Highway 1 - die Westküste, Nationalparks

#16 Into the Wild

Wir lassen die Westküste hinter uns, die Palmen, die Strände und das Meer – zu diesem einzigartigen Klang der Wellen „Auf Wiedersehen“ zu sagen, fällt mir ein bisschen schwer. Doch dieses Abenteuer ist noch lange nicht zu Ende und neben mir im Auto freut sich Juli auf die Nationalparks, die vor uns liegen. Wir nehmen die Erinnerungen an all diese Orte mit, lassen sie einen Teil von uns werden und freuen uns auf die Erlebnisse, die vor uns liegen.
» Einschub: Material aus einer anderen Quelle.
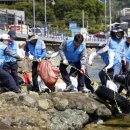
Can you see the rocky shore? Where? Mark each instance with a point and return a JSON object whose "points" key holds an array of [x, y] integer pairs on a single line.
{"points": [[54, 111]]}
36 Grad und es wird noch heißer: Palm Springs und Coachella Valley

Vor allem freuen wir uns erst einmal einfach nur kilometerlang im Auto zu sitzen und die Straßen vorbeiziehen zu sehen. Wir lieben es die Landschaft zu beobachten und es ist cool mal Fahrer und einmal Beifahrer zu sein. In Amerika kann das Autofahren überhaupt nicht langweilig werden, denn man kann sich an dieser Natur gar nicht satt sehen. Nach 100 Meilen Fahrt am Stück kann das Aussteigen nur etwas schockierend sein. Zum Beispiel, wenn es plötzlich über 30 Grad hat und dir das in deinem Auto gar nicht bewusst war. Willkommen in der Senora-Wüste. Willkommen in Palm Springs mit eleganten Hotels, Spa, Windrädern, Golfplätzen und ganz wichtig einer Innenstadt voller Essen und Süßigkeiten!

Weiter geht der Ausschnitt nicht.